This barge will soon sail the Barents Sea in shuttle traffic with radioactive cargo
The Italian built barge can be a key-tool in lifting sunken nuclear reactors from Arctic waters.
Built in Italy and financed through the G8 Global Partnership Against the Spread of Weapons and Materials of Mass Destruction, the barge “Itarus” will soon transport nuclear waste in Arctic Russia.
First, the barge will handle reactor compartments from decommissioned nuclear submarines. Old Soviet legacy submarines are dismantled in Severodvinsk and the barge will facilitate for safe sea transport of the still-radioactive reactor compartments to the onshore storage in Saida Bay northwest of Murmansk, Rosatom reports.

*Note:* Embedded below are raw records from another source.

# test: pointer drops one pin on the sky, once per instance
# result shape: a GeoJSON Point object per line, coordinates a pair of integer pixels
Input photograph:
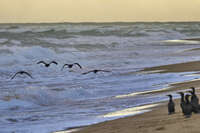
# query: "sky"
{"type": "Point", "coordinates": [36, 11]}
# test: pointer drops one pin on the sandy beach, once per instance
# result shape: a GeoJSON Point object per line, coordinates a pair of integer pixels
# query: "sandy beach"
{"type": "Point", "coordinates": [157, 120]}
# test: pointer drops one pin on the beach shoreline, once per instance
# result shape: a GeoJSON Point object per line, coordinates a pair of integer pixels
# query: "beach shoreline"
{"type": "Point", "coordinates": [156, 120]}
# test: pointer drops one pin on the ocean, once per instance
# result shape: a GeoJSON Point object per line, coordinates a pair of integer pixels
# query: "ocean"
{"type": "Point", "coordinates": [58, 99]}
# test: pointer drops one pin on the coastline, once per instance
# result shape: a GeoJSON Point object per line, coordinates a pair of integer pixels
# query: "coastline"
{"type": "Point", "coordinates": [156, 120]}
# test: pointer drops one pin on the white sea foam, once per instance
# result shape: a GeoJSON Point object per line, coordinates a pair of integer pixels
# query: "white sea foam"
{"type": "Point", "coordinates": [63, 99]}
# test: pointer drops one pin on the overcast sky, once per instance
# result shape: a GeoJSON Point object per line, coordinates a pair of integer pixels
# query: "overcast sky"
{"type": "Point", "coordinates": [98, 10]}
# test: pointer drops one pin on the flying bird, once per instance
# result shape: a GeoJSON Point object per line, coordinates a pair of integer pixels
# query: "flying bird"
{"type": "Point", "coordinates": [95, 71]}
{"type": "Point", "coordinates": [22, 72]}
{"type": "Point", "coordinates": [71, 65]}
{"type": "Point", "coordinates": [47, 64]}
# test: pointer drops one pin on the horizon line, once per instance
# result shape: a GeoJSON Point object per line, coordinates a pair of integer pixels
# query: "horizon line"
{"type": "Point", "coordinates": [96, 22]}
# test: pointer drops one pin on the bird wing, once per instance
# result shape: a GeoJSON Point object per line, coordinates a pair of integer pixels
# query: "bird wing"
{"type": "Point", "coordinates": [15, 75]}
{"type": "Point", "coordinates": [28, 74]}
{"type": "Point", "coordinates": [104, 70]}
{"type": "Point", "coordinates": [64, 66]}
{"type": "Point", "coordinates": [42, 62]}
{"type": "Point", "coordinates": [78, 65]}
{"type": "Point", "coordinates": [87, 72]}
{"type": "Point", "coordinates": [54, 62]}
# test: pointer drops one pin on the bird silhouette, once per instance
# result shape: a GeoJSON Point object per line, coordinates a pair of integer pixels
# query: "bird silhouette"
{"type": "Point", "coordinates": [95, 71]}
{"type": "Point", "coordinates": [194, 101]}
{"type": "Point", "coordinates": [47, 64]}
{"type": "Point", "coordinates": [182, 103]}
{"type": "Point", "coordinates": [187, 107]}
{"type": "Point", "coordinates": [71, 65]}
{"type": "Point", "coordinates": [171, 105]}
{"type": "Point", "coordinates": [21, 72]}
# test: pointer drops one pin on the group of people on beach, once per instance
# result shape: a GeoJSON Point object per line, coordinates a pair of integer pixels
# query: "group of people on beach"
{"type": "Point", "coordinates": [188, 106]}
{"type": "Point", "coordinates": [54, 62]}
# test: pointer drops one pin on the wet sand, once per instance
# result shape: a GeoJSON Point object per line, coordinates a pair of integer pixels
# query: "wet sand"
{"type": "Point", "coordinates": [158, 120]}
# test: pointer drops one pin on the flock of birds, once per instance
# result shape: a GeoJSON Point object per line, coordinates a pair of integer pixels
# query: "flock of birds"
{"type": "Point", "coordinates": [188, 106]}
{"type": "Point", "coordinates": [54, 62]}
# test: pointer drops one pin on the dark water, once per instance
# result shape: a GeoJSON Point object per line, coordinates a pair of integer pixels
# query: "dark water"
{"type": "Point", "coordinates": [55, 99]}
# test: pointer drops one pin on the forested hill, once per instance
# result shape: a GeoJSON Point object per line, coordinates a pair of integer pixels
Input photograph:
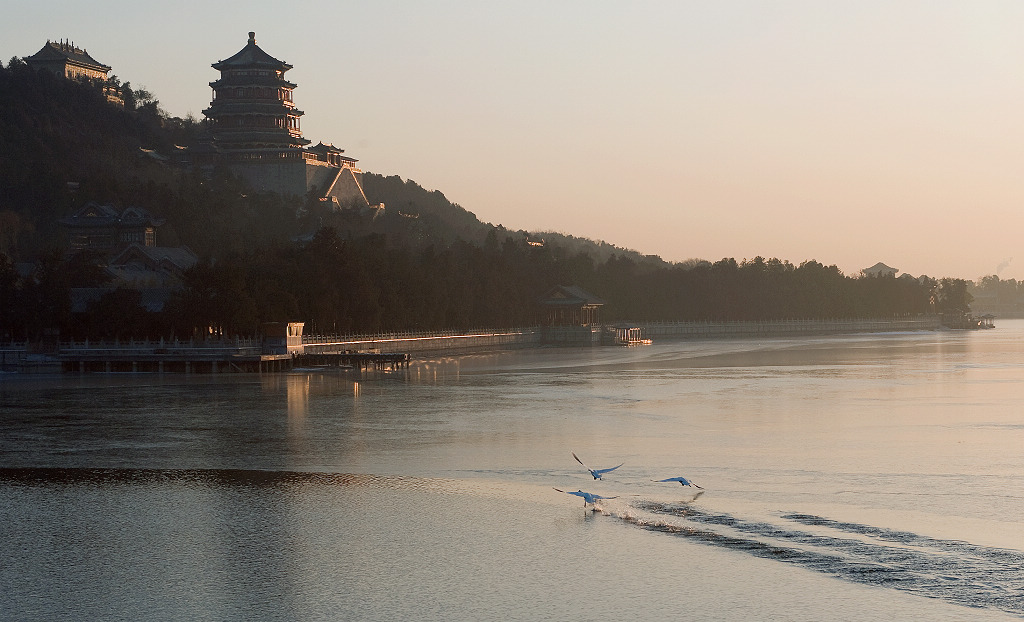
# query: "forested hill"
{"type": "Point", "coordinates": [55, 132]}
{"type": "Point", "coordinates": [423, 262]}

In August 2003, a decommissioned November-class submarine sank under tow from Gremikha towards naval yard Shkval in Polyarny. The submarine, including the onboard two nuclear reactors, is still on the seabed of the Barents Sea posing a potential environmental hazard to the marine life.
Onboard “Itarus”, scrappy reactor compartments will avoid accidental sinking while being transported from naval yards to the storage site on the coast of the Kola Peninsula.
In the Russian north, a total of 130 Cold War nuclear powered submarines are taken out of operation and decommissioned. So far, reactor compartments from 74 of the submarines are safely taken onshore at the storage pad in Saida Bay. More than 50 reactor compartments are still awaiting and “Itarus” will assist in the transport.
In addition, the barge can later be engaged in cleaning up the seabed of the Kara Sea, where the Soviet navy dumped several reactors and even an entire submarine.
Head of the Rosatom’s project office for decommissioning of nuclear submarines, Anatoly Zaharchev, explains the task: “It is possible that in the near future will be decided by the task of cleaning the Arctic for sunken objects, including submarines and other nuclear objects.”
The barge will be towed from the yard in Italy to Murmansk later this spring.